Liberata casa di nonna Rosa: grazie, se si vuole si può

Liberata casa di nonna Rosa: grazie, se si vuole si può

Neanche il tempo di lasciar asciugare l'inchiostro sulle copie del Giornale di ieri, e la signora Rosa ha riavuto la sua casa. L'appello accorato lanciato alle autorità - Questore e Prefetto in primo luogo - perché non abbandonassero al suo destino una donna anziana, privata della sua casa da un racket spietato mentre si trovava in ospedale, non è rimasto inascoltato. Questo induce alla gratitudine per la solerzia della risposta dello Stato (il «segnale immediato» di cui parla giustamente il Questore), e racconta - consolazione non da poco, di questi tempi - che un qualche ruolo la libera stampa continua a poterlo esercitare. E però pone inevitabilmente anche delle domande: quante altre donne, in questo Paese, vivono il dramma di Rosa? Quante sono costrette a risalire ogni giorno le scale, portando al braccio la borsa della spesa e nel cuore la domanda: troverò ancora la mia casa, il mio guscio, le povere, piccole cose che per me sono tutto? O dentro, tra le mie cose, ci sarà gente senza volto che il prepotente di turno ha voluto al mio posto? E chi mi ridarà la mia casa?

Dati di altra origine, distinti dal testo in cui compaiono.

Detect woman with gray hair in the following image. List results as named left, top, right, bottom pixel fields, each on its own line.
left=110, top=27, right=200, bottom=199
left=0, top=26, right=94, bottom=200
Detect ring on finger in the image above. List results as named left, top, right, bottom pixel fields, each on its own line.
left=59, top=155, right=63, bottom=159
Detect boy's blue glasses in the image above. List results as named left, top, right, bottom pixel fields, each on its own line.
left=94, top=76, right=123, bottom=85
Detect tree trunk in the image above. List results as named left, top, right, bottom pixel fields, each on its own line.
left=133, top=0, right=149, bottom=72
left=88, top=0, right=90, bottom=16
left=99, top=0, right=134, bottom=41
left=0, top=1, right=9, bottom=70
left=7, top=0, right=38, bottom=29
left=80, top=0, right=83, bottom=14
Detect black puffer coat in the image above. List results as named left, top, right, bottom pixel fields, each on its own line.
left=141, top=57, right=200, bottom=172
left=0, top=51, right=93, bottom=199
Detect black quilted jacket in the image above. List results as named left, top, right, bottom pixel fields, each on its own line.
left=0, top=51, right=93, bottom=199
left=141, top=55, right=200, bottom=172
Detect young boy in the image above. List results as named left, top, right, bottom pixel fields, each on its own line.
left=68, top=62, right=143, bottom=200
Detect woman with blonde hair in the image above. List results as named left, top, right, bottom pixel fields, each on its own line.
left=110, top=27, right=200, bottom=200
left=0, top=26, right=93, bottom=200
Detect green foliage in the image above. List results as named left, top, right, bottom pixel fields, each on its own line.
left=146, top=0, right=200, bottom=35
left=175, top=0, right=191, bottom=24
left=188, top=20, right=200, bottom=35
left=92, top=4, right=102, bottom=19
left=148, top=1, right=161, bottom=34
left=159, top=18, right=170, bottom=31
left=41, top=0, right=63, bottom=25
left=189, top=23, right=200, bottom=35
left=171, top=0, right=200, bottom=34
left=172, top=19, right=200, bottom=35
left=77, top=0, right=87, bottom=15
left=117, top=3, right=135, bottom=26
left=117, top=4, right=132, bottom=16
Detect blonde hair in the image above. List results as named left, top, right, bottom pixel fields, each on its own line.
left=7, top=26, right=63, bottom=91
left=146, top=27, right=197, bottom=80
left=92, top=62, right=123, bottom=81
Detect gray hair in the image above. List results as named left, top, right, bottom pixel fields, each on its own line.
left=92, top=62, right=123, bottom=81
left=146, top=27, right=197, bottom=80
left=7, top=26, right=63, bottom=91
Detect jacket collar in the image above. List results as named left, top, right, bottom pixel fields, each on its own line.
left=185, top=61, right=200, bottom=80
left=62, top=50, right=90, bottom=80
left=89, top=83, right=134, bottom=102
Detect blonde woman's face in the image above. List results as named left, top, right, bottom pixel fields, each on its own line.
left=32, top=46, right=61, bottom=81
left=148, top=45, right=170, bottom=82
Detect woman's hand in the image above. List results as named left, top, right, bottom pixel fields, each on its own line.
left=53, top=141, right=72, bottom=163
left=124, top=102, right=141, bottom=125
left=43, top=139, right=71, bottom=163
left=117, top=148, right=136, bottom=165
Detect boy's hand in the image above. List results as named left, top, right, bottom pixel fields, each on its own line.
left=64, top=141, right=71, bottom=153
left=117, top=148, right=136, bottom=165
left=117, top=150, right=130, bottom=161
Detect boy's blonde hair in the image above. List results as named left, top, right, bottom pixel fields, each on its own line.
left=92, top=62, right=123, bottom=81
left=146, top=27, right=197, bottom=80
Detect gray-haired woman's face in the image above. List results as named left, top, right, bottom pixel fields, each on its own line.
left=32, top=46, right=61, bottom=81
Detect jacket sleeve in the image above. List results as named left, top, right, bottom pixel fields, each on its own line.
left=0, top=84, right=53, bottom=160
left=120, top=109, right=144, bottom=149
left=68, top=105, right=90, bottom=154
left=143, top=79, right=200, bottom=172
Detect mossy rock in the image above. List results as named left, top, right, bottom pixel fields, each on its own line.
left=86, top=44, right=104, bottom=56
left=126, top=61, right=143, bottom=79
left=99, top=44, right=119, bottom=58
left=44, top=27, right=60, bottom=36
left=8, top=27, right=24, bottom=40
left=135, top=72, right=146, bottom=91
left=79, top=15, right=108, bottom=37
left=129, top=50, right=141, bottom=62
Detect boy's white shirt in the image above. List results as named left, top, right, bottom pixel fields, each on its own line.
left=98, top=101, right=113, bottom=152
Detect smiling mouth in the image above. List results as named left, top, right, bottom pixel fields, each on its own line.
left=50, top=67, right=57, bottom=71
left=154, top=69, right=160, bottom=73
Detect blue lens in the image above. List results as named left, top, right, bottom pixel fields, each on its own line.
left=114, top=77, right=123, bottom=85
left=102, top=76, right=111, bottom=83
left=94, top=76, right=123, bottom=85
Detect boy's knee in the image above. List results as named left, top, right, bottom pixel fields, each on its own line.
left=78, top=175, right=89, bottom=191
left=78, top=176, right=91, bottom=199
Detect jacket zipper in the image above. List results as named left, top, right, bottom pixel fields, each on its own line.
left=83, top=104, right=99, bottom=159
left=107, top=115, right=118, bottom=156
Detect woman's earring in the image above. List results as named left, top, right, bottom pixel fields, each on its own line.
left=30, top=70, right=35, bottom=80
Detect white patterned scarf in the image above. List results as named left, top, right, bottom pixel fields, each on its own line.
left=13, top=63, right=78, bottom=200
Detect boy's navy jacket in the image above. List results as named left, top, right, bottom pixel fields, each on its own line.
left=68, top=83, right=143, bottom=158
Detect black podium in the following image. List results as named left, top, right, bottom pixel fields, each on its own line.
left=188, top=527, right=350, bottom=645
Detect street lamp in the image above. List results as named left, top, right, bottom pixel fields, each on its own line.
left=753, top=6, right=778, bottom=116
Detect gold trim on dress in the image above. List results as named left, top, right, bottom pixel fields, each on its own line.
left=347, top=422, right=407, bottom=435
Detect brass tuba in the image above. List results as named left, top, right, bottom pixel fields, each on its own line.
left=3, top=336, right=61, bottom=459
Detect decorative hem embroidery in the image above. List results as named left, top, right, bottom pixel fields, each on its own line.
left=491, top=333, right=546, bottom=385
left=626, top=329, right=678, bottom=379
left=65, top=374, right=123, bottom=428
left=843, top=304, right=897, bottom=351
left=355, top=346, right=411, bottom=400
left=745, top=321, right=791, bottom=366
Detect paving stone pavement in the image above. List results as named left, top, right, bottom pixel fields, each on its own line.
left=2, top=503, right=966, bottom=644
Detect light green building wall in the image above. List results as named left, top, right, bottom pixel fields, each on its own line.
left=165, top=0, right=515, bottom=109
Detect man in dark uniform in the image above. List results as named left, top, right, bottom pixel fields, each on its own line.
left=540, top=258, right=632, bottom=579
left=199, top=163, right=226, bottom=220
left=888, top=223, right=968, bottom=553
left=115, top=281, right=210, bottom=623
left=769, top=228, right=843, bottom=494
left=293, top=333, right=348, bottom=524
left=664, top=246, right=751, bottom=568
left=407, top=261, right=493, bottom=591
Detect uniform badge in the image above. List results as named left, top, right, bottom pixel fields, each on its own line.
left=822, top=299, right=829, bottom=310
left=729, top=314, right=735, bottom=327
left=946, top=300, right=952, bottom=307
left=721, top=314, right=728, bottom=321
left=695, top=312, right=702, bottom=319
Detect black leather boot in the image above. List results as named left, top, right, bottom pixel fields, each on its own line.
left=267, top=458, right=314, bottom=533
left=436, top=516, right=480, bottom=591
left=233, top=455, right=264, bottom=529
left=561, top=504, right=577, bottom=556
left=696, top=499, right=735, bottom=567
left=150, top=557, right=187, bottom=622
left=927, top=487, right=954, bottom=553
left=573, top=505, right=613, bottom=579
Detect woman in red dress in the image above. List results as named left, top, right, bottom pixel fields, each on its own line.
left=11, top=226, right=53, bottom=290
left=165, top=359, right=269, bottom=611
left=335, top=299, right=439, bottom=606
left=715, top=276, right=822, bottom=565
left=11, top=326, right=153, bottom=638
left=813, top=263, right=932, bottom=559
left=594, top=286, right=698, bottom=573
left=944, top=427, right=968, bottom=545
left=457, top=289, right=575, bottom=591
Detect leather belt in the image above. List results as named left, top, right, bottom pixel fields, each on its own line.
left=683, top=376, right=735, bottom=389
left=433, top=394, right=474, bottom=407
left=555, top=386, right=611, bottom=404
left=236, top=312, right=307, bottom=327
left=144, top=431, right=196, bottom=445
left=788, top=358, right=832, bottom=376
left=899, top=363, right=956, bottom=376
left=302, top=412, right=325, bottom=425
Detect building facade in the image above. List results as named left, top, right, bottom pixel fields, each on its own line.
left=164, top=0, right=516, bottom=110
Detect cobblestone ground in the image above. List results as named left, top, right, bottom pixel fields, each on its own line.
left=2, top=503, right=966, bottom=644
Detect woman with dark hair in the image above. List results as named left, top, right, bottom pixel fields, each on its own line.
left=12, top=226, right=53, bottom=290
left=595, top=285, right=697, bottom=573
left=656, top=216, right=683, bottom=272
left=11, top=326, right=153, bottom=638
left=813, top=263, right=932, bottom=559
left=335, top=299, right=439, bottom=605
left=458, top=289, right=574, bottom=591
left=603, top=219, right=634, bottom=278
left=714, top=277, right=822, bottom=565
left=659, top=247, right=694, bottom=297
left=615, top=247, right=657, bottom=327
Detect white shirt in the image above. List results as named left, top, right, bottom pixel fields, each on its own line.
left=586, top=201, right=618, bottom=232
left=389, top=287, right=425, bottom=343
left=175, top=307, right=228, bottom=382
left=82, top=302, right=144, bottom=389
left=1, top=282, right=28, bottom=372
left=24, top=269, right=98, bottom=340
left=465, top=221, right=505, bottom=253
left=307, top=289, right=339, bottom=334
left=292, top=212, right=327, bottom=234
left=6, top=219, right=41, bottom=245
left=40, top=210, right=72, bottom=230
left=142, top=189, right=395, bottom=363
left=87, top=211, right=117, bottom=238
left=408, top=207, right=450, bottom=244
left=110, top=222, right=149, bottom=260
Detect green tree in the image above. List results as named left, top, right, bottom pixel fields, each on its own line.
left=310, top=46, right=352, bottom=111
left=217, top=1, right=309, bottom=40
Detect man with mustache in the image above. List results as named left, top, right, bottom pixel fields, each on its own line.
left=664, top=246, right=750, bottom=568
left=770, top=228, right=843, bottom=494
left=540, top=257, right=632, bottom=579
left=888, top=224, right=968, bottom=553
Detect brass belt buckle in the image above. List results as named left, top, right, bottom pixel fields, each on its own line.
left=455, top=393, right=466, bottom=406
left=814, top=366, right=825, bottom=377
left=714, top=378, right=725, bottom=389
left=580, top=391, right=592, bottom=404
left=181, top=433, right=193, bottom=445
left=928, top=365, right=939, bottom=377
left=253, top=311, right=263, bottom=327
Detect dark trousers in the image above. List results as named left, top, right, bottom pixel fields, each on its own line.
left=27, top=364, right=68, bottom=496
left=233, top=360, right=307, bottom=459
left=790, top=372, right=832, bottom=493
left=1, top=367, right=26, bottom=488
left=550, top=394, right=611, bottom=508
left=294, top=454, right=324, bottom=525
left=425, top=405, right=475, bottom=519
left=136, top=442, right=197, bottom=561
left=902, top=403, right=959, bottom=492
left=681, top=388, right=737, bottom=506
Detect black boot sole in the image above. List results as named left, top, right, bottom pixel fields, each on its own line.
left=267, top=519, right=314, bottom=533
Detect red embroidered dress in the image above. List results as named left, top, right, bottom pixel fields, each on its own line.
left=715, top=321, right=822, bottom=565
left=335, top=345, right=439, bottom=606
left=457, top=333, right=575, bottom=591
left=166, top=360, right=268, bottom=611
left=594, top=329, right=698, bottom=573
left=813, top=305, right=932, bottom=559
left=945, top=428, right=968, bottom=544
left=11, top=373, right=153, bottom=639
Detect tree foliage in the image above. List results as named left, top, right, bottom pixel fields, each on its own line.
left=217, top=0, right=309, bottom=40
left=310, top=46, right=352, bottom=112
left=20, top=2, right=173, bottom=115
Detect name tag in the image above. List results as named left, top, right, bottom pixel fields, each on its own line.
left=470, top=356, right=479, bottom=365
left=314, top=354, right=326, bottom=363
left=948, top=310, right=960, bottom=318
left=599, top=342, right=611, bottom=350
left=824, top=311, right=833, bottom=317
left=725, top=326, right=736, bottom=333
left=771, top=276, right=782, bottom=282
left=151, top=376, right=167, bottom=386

I blindati della Celere che ieri restituiscono a Rosa la sua casa dicono che difendere gli indifesi è possibile oltre a

essere giusto. Servono risorse, certo: ma servono soprattutto volontà, direttive politiche, la consapevolezza che l'essenza di uno Stato è anche difendere i deboli contro i prepotenti. Senza aspettare un articolo di giornale.